Are you dealing with high blood pressure, high blood sugar, excess body fat around your waist, with abnormal cholesterol and triglyceride levels? If you said yes to any one or more of the above symptoms, it’s because you may be dealing with Metabolic Syndrome!
Metabolic syndrome is a cluster of conditions that occur together, increasing your risk of heart disease, stroke and type 2 diabetes. These conditions include increased blood pressure, high blood sugar, excess body fat around the waist, and abnormal cholesterol or triglyceride levels. Having just one of these conditions doesn’t mean you have metabolic syndrome. But it does mean you have a greater risk of serious disease. The key markers to test for metabolic health are blood sugar levels, triglycerides, high-density lipoprotein (HDL) and waist to hip ratio.
What is Metabolic health?
Metabolic health is a term to describe how well we generate and process energy in the body. Energy production, building new tissues, breaking down of old tissues, elimination of waste, growth, cellular reproduction- all this is part of metabolism.
It should be clear that metabolism is everything our body does and therefore metabolic syndrome is very serious as it can influence all the different functions of our body. Metabolic health is critical as it optimises all of the bodily functions and makes you run like a well-maintained car.
Glucose Metabolism
Glucose is a primary precursor of energy in the body and needs to be tightly regulated for metabolism to work efficiently. The foods we eat, get broken down with the help of gastric juices and enzymes, into glucose. The glucose enters the bloodstream, which triggers the release of insulin hormone.
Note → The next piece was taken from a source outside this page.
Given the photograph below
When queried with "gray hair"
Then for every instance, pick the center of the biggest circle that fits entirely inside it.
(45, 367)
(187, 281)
Insulin is responsible for shutting all of that glucose out from the bloodstream and into the cells. Some of this glucose is processed by the mitochondria (energy powerhouse) in the cells to form energy (called ATP) that our cells can use. Excess glucose is stored in the muscle and liver as glycogen, and the rest gets converted to triglycerides and gets stored in fat cells as fat.
When our bodies need energy, we can tap into glucose from the bloodstream, stored glycogen in the muscles or liver, or we can even make new glucose from other compounds like amino acids (breakdown products of proteins). Apart from using glucose for making energy, we can also break down stored fat to make energy.
Chronic excess glucose causes the repeated release of insulin from the pancreas. High levels of insulin can, over time, cause cells to become “numb” to insulin’s effect, and lead to a process called insulin resistance. When this happens, less glucose can get into the cells, so circulating glucose rises. High insulin levels block stored fat from being broken down and used for energy. So, ironically, too much energy in the form of glucose leads us to have more trouble using energy effectively.
Given the many downstream effects excess glucose can have on our body, it’s not surprising that major chronic diseases arise from poor metabolism of blood glucose levels and leads to conditions like type-2 diabetes, heart disease and stroke.
What is driving poor metabolic health?
In the modern world, we are consuming more and more processed, refined and sugar-laden foods than ever before. Many of us don’t even realise it, because sugar is everywhere in our food culture, and it comes with many different names. Imagine a train engine getting more and more dump of fuel (glucose) and trying to convert it into energy. The engine would break down with all the excess fuel being loaded into it! It would start resisting it, in the process of protecting itself. This is what is happening to our bodies.
Metabolic dysfunction looks like obesity (dysfunctional fat storage), insulin resistance and diabetes (dysfunctional glucose processing), non-alcoholic fatty liver disease (dysfunctional management of glucose and fat in the liver), cancer (cancer cells thrive on excess sugar), Alzheimer’s disease (now being called type 3 diabetes, with evidence of insulin resistance in the brain), cardiovascular diseases like heart attack and stroke (damage to vessels from inflammation and excess glucose), and chronic kidney disease (vessels of the kidney impaired by excess glucose).
Indirectly, poor metabolic health can look like the full spectrum of daily discomforts of modern living that keep us from reaching our full potential and goals – fatigue, brain fog, depression, anxiety, lack of exercise endurance, infertility, balding, erectile dysfunction, acne, chronic pain, increased appetite, prostate issues and more.
Since every cell type needs energy to function, metabolic dysfunction doesn’t discriminate! When our metabolic health is not optimal, the effects can be vast and diverse, direct and indirect. Metabolic syndrome is increasingly common, but our bodies are designed to heal themselves, if we just remove the poor lifestyle habits that are interfering with our system, and provide proper fuel to kick start our metabolic engines.